The miracle of Christmas is in new life, new beginnings, right in the middle of real life.

Happy seventh (and sixth) day of Christmas!

3 thoughts on “On the seventh day of Christmas…”

  1. Wow, thank you for sharing this beautiful reminder of that first Christmas. This month for me is far less than idyllic with many of us getting hit by the flu (a week and half set back) and then a son getting injured during basketball practice and now scheduled for surgery next week. I am far far behind with my Christmas prep and no one will receive any Christmas cards from me this year.
    But reading your post I was able to take a deep breath and recall the amazing love that God demonstrated by sending His own Son into the world for us. For us. For you and me.
    Merry Christmas to you and your family.

    1. I can unfortunately empathize with you. We spent last Christmas Eve on quarantine because of the flu instead of being at our family’s annual Christmas Eve dinner and our son suffered a season ending knee-injury the week between Christmas and New Years. Prayers to you and your family for a wonderful Christmas and some time to catch your breath in the coming days!
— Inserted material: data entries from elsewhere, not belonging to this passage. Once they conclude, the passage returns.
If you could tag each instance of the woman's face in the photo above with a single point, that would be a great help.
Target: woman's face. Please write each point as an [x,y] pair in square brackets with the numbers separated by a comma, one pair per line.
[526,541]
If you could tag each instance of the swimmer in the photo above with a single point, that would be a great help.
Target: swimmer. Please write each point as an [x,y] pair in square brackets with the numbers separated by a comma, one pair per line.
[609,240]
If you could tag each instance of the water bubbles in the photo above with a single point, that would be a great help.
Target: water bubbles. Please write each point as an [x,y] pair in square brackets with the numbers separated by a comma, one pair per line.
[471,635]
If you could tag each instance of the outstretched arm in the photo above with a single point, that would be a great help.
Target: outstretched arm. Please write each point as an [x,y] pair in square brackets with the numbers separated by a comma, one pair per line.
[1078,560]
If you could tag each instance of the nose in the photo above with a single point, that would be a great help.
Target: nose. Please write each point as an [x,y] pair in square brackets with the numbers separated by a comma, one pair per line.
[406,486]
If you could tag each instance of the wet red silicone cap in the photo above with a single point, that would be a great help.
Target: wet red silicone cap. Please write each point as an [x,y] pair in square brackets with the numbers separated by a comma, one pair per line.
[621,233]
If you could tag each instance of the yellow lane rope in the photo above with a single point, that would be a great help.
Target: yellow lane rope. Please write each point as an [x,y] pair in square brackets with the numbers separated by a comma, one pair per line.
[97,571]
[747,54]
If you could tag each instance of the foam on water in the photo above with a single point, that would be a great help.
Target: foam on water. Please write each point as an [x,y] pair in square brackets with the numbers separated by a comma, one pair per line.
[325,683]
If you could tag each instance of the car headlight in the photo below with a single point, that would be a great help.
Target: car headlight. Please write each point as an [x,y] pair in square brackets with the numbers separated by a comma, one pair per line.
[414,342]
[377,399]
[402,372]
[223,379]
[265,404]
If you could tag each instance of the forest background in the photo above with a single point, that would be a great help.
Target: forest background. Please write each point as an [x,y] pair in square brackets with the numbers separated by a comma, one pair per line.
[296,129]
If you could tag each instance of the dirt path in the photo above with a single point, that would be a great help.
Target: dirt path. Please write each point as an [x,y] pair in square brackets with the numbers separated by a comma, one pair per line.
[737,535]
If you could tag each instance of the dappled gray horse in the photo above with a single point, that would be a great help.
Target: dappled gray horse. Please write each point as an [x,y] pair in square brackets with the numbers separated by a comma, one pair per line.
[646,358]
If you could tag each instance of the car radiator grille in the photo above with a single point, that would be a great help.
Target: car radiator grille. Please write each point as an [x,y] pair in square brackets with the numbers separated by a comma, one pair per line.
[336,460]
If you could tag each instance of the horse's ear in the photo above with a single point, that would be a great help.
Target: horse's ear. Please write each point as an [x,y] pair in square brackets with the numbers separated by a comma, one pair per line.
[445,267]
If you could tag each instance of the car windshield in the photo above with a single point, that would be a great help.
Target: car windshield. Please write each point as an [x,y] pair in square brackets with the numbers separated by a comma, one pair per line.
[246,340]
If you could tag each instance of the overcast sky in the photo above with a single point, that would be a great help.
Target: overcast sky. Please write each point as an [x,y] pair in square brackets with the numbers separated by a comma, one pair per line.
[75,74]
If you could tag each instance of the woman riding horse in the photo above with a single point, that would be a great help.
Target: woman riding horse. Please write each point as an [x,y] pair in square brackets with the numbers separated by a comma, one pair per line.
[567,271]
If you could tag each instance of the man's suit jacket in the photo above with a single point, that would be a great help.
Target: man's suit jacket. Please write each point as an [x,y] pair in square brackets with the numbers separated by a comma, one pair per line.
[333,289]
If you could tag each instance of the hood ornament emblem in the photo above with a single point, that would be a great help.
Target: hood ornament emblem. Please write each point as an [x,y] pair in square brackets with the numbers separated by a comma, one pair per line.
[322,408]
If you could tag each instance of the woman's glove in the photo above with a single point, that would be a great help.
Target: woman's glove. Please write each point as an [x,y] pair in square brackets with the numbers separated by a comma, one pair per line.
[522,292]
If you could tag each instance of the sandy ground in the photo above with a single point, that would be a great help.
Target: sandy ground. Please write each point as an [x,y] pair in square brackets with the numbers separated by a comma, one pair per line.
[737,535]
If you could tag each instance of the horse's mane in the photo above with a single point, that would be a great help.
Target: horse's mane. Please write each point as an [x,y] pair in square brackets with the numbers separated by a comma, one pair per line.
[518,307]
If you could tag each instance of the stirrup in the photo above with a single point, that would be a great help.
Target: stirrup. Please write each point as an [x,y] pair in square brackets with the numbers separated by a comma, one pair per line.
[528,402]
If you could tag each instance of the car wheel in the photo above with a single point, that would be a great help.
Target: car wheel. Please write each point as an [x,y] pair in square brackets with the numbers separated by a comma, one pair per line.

  2. I love your look at the first Christmas. I am smelling the smells in my mind and feeling the damp of the stable/cave. Yet there is a holy light. Our Savior, an infant boy, who needed his parents to take care of him just like all of us. I love the symbol of the star, the light in the dark, that brings us Hope. I am recovering from the stomach flu as I write this but my heart is lifted thanking our Father for this perfect gift.

    Merry Christmas, Ashley, with love.